Ukraine's newer winged drone type now enables consistent strikes on Russia's rear areas, a capability that Western artillery and munitions such as the M142 High Mobility Artillery Rocket System previously provided. Early in the war, Ukraine's deep-strike ability depended heavily on Western-made weapons, including British-French Storm Shadow missiles and roughly 40 US-made HIMARS launchers.
HIMARS after the first year
The HIMARS launchers could fire rockets up to 150 kilometers and longer-range missiles up to 300 kilometers. Those mid-range strikes were key to undermining Russia's attack style early in the war, but Russia was able to curb the threat from HIMARS after the first year of the war.
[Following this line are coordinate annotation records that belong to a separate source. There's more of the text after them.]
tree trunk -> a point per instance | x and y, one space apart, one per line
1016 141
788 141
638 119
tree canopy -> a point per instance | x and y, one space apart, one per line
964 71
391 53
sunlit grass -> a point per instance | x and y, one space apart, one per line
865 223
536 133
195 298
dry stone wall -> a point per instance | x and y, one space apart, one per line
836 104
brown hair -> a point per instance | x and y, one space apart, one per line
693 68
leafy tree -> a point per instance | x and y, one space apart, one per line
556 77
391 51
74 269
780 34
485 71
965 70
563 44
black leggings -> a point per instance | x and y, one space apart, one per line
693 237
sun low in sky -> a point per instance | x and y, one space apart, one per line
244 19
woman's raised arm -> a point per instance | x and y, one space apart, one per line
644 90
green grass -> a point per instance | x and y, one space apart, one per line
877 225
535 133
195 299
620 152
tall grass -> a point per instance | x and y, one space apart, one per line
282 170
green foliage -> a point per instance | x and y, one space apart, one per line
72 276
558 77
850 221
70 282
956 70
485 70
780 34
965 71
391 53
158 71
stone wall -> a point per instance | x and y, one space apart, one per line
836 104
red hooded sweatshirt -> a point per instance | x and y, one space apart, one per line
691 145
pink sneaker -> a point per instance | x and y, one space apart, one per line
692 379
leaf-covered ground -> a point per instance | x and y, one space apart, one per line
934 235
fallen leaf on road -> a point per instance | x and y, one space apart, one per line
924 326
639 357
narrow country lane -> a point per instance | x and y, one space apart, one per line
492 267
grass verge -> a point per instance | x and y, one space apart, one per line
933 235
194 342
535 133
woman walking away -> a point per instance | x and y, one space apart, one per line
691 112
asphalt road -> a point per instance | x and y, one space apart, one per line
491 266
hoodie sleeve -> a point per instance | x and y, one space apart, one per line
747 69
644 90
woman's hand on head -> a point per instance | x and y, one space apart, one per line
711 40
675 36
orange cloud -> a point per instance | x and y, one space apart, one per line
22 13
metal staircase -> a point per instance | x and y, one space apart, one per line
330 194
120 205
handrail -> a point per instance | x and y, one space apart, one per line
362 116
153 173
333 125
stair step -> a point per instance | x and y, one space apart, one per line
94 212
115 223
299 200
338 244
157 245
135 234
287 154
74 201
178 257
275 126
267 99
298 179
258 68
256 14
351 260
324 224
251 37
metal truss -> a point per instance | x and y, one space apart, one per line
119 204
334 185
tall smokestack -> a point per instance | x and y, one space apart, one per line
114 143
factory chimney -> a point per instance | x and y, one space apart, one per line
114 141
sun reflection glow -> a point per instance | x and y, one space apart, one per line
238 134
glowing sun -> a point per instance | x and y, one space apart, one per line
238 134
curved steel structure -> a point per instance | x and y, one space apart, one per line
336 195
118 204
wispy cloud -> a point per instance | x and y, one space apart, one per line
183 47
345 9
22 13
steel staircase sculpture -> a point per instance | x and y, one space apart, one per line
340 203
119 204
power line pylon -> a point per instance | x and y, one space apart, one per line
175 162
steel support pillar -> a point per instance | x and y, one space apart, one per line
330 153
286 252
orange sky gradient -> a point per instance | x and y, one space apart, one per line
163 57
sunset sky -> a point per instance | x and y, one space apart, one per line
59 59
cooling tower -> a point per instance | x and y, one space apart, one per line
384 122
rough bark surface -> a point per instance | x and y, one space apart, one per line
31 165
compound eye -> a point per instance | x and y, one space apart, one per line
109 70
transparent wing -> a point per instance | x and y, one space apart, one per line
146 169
George Barros, director of Innovation and Open Source Tradecraft at the Institute for the Study of War, said, “We argue that the Ukrainian mid-range strike is actually heralding a new phase of the war.” He also said, “What we're looking at here is a really solid foundation for Ukraine to blunt Russian advances.”
30 to 300 km drones
The newer drones can travel roughly 30 to 300 km, carry heavier explosive payloads, and are built to devastate command posts, supply trucks, and air defense assets. Some of the drones use artificial intelligence systems to overcome Russian jamming by autonomously locking onto their target if they lose the pilot's signal.
Gil Barndollar, a non-resident fellow at Defense Priorities, said, “In some sectors of the front, they appear to be having a meaningful impact on Russian logistics, which steadily affects front-line forces and makes even the piecemeal Russian infiltration tactics less viable,”
Use of the drones has risen in the last two months, and Russia has been losing more ground than it has gained in that same period. Barros said, “We're actually quite bullish on the prospects for Ukraine having some substantial upper-hand momentum as we go into the summer,” even as the drone campaign now depends less on the foreign targeting support that once gave donor governments influence over attack choices.
The next shift will come from whether Ukraine can keep the higher drone tempo and sustain strikes deep enough to pressure Russian logistics without relying on the same Western systems that once carried that mission.